Hemoconcentration of a venous blood sample is most often caused when
The tourniquet is in place for more than 2 min.
When a tourniquet is applied for an extended period, it can lead to hemoconcentration, which is the increase of the concentration of blood components due to the reduction of plasma volume. This occurs because the prolonged pressure causes fluid to shift out of the vascular space, concentrating cells and other solutes in the remaining plasma.
Using povidone iodine for site preparation does not affect the concentration of blood components. Its primary role is to disinfect the skin prior to venipuncture, thereby preventing infection. It does not influence the plasma volume or the cellular concentration in the blood sample.

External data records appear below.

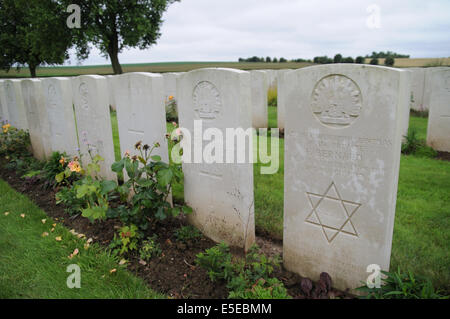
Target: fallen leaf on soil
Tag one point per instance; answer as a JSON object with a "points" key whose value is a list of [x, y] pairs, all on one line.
{"points": [[75, 252], [142, 262]]}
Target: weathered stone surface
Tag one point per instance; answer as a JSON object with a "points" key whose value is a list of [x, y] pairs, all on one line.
{"points": [[417, 88], [37, 118], [111, 93], [91, 102], [220, 194], [14, 103], [260, 87], [342, 155], [140, 112], [61, 119], [438, 133], [281, 102]]}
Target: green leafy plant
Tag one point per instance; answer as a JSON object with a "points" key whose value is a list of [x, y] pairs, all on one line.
{"points": [[272, 97], [187, 233], [246, 278], [150, 248], [127, 240], [56, 171], [398, 285], [415, 146], [67, 196], [171, 109], [14, 143], [217, 261], [150, 181], [270, 289]]}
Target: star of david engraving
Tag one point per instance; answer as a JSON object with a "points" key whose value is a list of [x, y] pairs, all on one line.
{"points": [[332, 213]]}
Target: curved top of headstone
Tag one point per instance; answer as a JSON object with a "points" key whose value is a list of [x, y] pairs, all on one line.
{"points": [[148, 74]]}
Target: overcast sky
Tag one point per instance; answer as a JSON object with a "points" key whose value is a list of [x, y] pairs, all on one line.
{"points": [[224, 30]]}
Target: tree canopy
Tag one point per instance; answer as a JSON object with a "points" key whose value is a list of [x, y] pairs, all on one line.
{"points": [[113, 25], [33, 33]]}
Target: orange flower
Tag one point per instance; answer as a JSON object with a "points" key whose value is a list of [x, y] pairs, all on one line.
{"points": [[74, 166]]}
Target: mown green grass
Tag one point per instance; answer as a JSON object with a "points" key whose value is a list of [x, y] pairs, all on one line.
{"points": [[421, 232], [422, 223], [32, 266]]}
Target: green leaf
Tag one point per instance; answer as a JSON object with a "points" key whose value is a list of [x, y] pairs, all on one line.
{"points": [[164, 177], [60, 177], [160, 214], [117, 167], [108, 186]]}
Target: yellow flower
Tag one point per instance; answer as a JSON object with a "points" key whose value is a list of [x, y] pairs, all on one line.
{"points": [[74, 166]]}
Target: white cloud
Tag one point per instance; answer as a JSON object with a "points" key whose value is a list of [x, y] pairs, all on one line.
{"points": [[224, 30]]}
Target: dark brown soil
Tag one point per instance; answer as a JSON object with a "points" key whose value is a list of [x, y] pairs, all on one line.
{"points": [[173, 273], [445, 156]]}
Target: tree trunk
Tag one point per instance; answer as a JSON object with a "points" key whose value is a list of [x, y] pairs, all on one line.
{"points": [[32, 70], [117, 68]]}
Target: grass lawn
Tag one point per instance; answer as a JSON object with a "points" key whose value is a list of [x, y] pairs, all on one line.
{"points": [[33, 266], [421, 232]]}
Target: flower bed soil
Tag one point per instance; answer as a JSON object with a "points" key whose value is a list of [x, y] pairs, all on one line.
{"points": [[173, 273]]}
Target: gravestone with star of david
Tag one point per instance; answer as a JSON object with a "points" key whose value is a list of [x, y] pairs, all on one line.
{"points": [[343, 136]]}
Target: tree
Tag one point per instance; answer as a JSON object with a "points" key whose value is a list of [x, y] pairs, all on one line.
{"points": [[33, 33], [337, 58], [348, 60], [113, 25], [389, 61]]}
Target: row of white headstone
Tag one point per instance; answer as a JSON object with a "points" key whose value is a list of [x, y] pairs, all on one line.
{"points": [[343, 136]]}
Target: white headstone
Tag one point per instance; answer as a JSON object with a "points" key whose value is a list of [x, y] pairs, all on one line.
{"points": [[281, 102], [37, 118], [221, 195], [91, 102], [14, 103], [140, 112], [61, 118], [438, 134], [111, 93], [260, 86], [417, 88], [343, 142]]}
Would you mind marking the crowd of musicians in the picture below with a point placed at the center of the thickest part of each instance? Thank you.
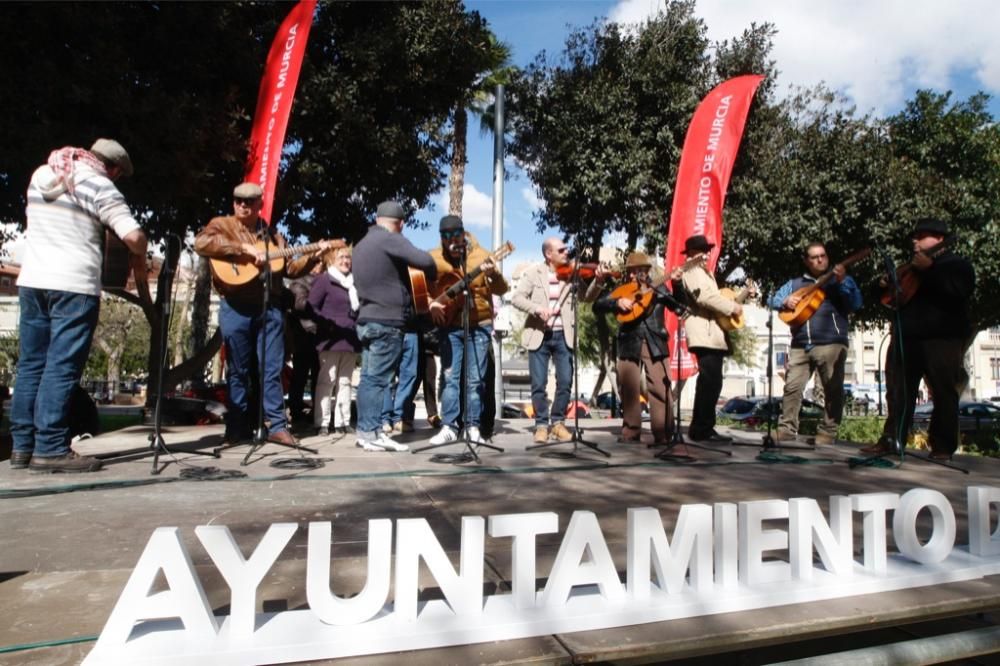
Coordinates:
(340, 301)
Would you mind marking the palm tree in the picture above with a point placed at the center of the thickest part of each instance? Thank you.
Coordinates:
(480, 102)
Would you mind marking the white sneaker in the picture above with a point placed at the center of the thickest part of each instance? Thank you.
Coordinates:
(387, 444)
(474, 436)
(368, 446)
(446, 435)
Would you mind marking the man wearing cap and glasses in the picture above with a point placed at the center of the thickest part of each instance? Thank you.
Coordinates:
(244, 326)
(819, 345)
(72, 200)
(456, 245)
(381, 260)
(934, 329)
(548, 334)
(706, 339)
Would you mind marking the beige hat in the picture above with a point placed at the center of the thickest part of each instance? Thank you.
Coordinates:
(248, 191)
(111, 151)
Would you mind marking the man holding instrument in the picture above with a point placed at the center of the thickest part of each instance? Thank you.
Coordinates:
(819, 345)
(381, 262)
(460, 257)
(544, 293)
(238, 238)
(706, 339)
(642, 348)
(930, 334)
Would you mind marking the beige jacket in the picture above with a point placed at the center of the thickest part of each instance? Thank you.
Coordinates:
(532, 295)
(706, 304)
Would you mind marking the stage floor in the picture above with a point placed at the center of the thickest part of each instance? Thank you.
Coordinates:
(69, 542)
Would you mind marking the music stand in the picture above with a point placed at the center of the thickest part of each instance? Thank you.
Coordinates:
(471, 452)
(260, 434)
(578, 439)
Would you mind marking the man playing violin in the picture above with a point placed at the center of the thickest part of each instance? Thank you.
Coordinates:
(706, 339)
(642, 348)
(544, 294)
(929, 339)
(819, 345)
(244, 326)
(458, 256)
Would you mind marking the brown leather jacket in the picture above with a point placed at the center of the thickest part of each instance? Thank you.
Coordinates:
(223, 238)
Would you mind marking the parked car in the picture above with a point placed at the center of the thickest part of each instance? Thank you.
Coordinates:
(972, 416)
(755, 410)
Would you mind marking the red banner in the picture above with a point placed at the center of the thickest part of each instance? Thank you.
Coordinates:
(710, 148)
(274, 101)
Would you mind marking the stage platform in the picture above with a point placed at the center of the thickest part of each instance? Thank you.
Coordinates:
(69, 542)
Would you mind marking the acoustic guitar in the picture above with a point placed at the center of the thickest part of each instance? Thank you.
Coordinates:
(812, 295)
(909, 278)
(234, 273)
(734, 322)
(447, 289)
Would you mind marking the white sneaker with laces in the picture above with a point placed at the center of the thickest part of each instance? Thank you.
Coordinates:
(445, 435)
(386, 443)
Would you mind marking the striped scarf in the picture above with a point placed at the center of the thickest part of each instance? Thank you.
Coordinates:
(61, 162)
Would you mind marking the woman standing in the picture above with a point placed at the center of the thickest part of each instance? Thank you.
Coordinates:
(334, 302)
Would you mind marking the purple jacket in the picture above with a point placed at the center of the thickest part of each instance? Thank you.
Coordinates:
(331, 307)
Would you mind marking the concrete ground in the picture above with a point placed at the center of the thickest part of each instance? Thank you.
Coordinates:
(69, 542)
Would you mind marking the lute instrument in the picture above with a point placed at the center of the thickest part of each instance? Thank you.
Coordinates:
(233, 273)
(812, 295)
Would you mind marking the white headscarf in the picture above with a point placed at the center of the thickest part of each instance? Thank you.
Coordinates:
(347, 282)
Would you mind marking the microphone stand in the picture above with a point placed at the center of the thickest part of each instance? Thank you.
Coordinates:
(901, 398)
(471, 451)
(578, 438)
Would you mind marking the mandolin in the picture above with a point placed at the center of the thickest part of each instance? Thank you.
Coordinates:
(909, 278)
(812, 295)
(236, 273)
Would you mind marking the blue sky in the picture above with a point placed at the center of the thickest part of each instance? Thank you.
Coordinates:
(877, 52)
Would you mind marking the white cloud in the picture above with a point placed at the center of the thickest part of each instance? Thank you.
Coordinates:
(875, 52)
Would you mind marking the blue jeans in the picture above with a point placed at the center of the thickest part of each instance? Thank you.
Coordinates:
(56, 330)
(244, 336)
(398, 404)
(381, 351)
(452, 355)
(554, 347)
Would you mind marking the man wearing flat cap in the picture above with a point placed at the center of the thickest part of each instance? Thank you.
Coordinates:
(382, 260)
(930, 334)
(642, 349)
(460, 255)
(241, 238)
(72, 204)
(706, 339)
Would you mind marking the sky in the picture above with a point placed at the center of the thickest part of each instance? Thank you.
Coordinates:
(876, 52)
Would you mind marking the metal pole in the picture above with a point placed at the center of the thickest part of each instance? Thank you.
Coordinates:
(498, 174)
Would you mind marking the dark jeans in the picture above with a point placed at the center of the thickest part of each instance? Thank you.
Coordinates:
(56, 330)
(245, 332)
(381, 351)
(707, 391)
(940, 363)
(553, 347)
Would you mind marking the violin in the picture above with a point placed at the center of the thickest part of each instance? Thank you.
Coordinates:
(584, 271)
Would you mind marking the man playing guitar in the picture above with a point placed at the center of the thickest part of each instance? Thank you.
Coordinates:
(819, 345)
(458, 257)
(642, 348)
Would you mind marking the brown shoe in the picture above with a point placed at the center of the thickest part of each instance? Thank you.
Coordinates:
(71, 463)
(20, 459)
(282, 437)
(560, 432)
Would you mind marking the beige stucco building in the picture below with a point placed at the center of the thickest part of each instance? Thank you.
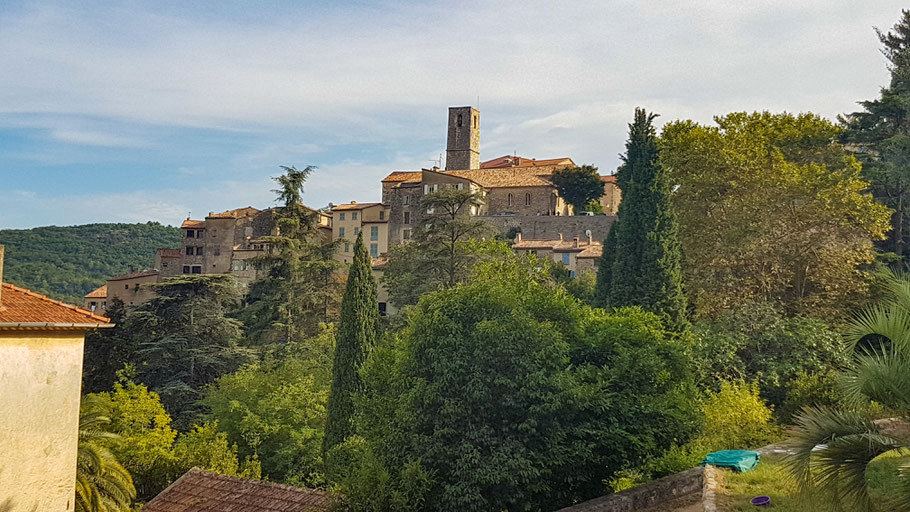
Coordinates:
(41, 346)
(576, 255)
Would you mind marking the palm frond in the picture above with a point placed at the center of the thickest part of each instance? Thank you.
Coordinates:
(832, 449)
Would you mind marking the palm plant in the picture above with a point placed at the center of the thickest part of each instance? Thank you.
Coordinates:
(833, 447)
(102, 484)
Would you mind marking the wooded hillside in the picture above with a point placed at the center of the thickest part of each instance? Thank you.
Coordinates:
(67, 262)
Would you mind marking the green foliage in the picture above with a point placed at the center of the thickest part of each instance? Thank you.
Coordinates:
(646, 266)
(850, 438)
(357, 333)
(66, 263)
(185, 341)
(579, 186)
(771, 209)
(301, 287)
(152, 451)
(102, 483)
(276, 410)
(512, 395)
(756, 342)
(736, 418)
(369, 486)
(446, 245)
(880, 134)
(107, 351)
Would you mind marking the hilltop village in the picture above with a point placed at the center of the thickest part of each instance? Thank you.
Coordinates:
(517, 199)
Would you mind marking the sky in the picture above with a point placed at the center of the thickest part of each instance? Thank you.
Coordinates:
(129, 111)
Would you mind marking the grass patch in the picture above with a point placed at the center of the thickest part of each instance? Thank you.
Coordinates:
(771, 478)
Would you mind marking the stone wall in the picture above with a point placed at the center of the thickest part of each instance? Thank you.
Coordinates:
(549, 227)
(651, 494)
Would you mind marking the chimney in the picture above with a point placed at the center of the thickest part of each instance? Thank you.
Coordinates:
(1, 275)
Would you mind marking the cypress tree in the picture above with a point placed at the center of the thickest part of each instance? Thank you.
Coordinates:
(646, 269)
(357, 332)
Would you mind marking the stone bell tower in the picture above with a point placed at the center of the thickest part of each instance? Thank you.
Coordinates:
(463, 146)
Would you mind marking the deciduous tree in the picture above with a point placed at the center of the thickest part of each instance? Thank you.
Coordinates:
(772, 208)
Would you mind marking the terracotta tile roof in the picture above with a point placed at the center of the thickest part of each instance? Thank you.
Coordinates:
(508, 177)
(236, 213)
(354, 206)
(518, 161)
(400, 176)
(98, 293)
(133, 275)
(21, 306)
(202, 491)
(193, 224)
(592, 251)
(558, 245)
(165, 252)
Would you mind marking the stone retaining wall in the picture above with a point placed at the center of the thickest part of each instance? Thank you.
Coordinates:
(650, 494)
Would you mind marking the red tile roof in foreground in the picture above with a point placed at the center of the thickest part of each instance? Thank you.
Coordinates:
(202, 491)
(20, 306)
(98, 293)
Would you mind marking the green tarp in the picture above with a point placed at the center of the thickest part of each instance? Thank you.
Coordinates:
(740, 460)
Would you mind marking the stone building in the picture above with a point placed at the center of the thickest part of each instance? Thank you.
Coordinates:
(509, 186)
(41, 346)
(350, 219)
(576, 255)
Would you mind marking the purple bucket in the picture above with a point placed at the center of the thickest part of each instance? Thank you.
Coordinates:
(761, 501)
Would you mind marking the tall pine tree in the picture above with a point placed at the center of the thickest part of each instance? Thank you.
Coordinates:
(881, 135)
(357, 332)
(644, 243)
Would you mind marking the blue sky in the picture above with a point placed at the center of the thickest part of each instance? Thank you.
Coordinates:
(132, 111)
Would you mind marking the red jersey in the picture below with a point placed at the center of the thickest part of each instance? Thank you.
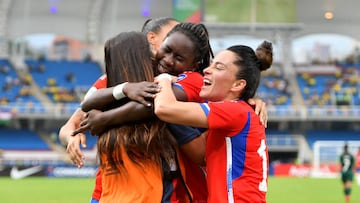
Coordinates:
(190, 83)
(192, 174)
(236, 153)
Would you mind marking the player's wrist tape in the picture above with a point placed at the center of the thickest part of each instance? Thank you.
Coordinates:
(118, 91)
(164, 76)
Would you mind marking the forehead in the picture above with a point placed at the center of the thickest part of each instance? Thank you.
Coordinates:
(225, 57)
(179, 39)
(180, 44)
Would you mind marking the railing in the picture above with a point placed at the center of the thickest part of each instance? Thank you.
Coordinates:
(276, 113)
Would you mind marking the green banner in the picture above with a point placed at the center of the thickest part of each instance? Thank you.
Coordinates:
(187, 10)
(250, 11)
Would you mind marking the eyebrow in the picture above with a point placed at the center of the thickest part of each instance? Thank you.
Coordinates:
(221, 63)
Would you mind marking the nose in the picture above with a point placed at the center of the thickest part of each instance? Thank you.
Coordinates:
(206, 70)
(169, 60)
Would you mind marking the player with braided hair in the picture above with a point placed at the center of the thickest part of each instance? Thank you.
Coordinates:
(185, 50)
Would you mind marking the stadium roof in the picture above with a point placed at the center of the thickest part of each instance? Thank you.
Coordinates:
(97, 20)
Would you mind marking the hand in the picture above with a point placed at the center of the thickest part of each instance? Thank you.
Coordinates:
(73, 149)
(260, 109)
(94, 121)
(141, 90)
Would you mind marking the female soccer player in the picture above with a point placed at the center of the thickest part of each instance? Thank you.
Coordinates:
(236, 149)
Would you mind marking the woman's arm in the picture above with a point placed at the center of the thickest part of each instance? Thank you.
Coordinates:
(108, 116)
(168, 109)
(98, 122)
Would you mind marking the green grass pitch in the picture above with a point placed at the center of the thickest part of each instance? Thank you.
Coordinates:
(70, 190)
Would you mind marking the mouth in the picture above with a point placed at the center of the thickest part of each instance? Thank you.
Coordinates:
(162, 69)
(207, 82)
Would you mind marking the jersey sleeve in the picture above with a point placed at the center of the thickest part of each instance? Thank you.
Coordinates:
(190, 83)
(100, 83)
(183, 134)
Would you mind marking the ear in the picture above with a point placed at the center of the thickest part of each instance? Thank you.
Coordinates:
(239, 85)
(151, 36)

Failure to refrigerate a blood specimen within 30 minutes may lead to changes in certain analytes over time, but it does not cause hemoconcentration. Hemoconcentration is specifically related to the physical condition of the blood during collection, particularly the duration a tourniquet is applied, rather than the temperature at which the sample is stored afterward.
Removing the needle before the tourniquet is released may lead to complications such as bleeding or hematoma formation, but it will not cause hemoconcentration. Hemoconcentration is a direct result of prolonged tourniquet application, and removing the needle does not alter the concentration of blood components.
Hemoconcentration is primarily caused by the duration a tourniquet is applied, with more than 2 minutes being a critical threshold. Other factors listed, such as site preparation methods and specimen handling post-collection, do not impact the concentration of blood components in the same direct manner. Understanding the effects of tourniquet application is crucial for obtaining accurate laboratory results, emphasizing the importance of proper phlebotomy techniques.